I feel like I detect a missing mood from you where you’re skeptical of pausing (for plausible-to-me reasons), but you’re not conflicted about it like I am and you don’t e.g. look for ways to buy time or ways for regulation to help without the downsides of a pause. (Sorry if this sounds adversarial.) Relatedly, this post is one-sided and so feels soldier-mindset-y. Likely this is just due to the focus on debating AI pause. But I would feel reassured if you said you’re sympathetic to: labs not publishing capabilities research, labs not publishing model weights, dangerous-capability-model-eval-based regulation, US and allies slowing other states and denying them compute, and/or other ways to slow AI or for regulation to help. If you’re unsympathetic to these, I would doubt that the overhang nuances you discuss are your true rejection (but I’d be interested in hearing more about your take on slowing and regulation outside of “pause”).

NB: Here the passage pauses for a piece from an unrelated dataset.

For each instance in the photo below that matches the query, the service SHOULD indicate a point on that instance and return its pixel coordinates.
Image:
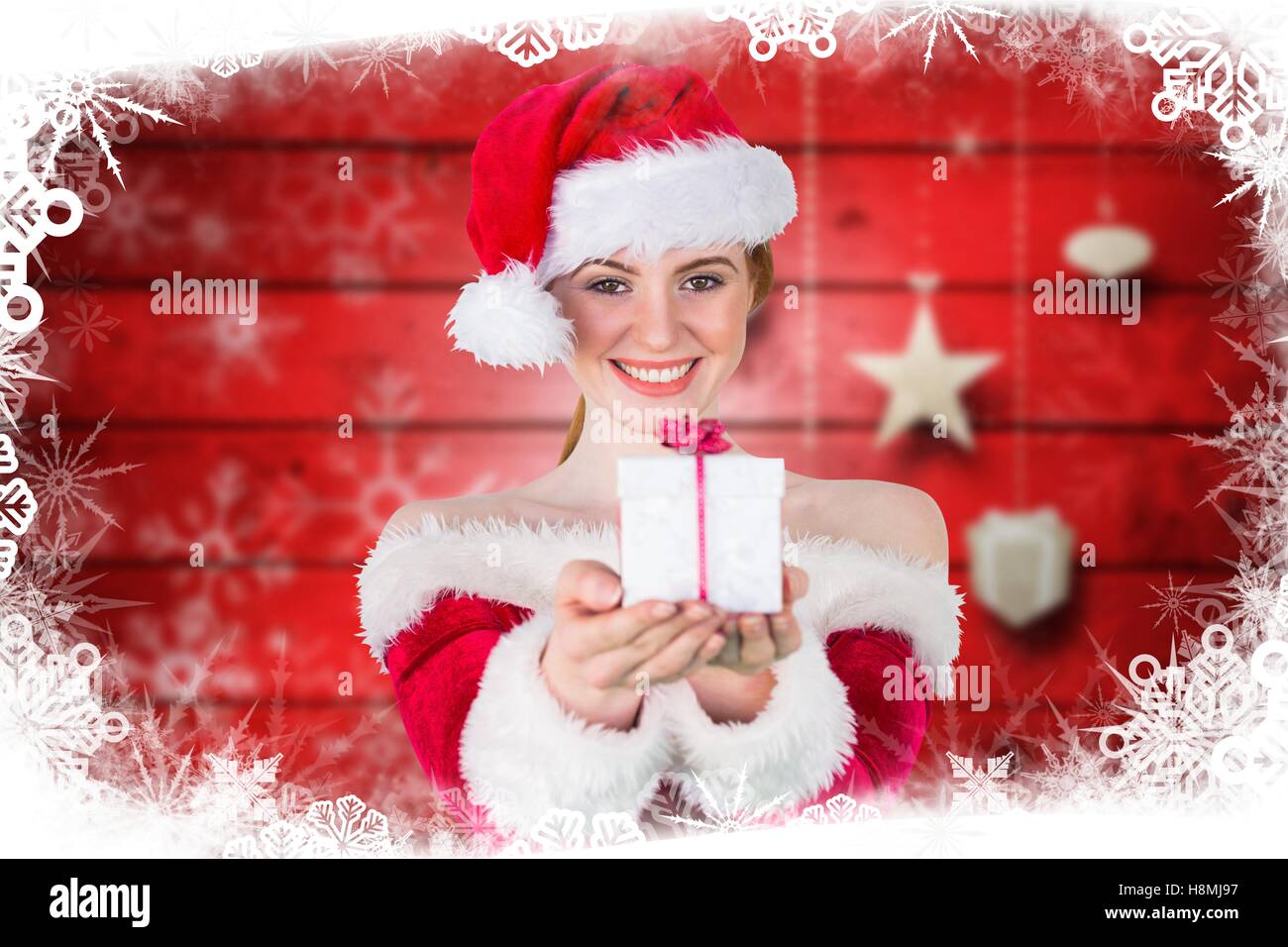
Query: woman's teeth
(657, 375)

Edit: man, I wrote this after writing four object-level comments but this got voted to the top. Please note that I’m mostly engaging on the object level and I think object-level discussion is generally more productive—and I think Nora’s post makes several good points.
I think people have started to stretch the “missing mood” concept a bit too far for my taste.
What actual mood is missing here?
If you think that the default path of AI development leads towards eventual x-risk safety, but that rash actions like an AI pause could plausibly push us off that path and into catastrophe, then your default moods would be “fervent desire to dissuade people from doing the potentially disastrous thing”, and “happy that the disastrous thing probably won’t happen”. I think this matches with the mood the OP has provided.
I worry that these sort of meta-critiques can inadvertently be used to pressure people into one side of object-level disagreements. This isn’t a dig at you in particular, and I acknowledge that you made object level points as well, which really should be higher than this comment.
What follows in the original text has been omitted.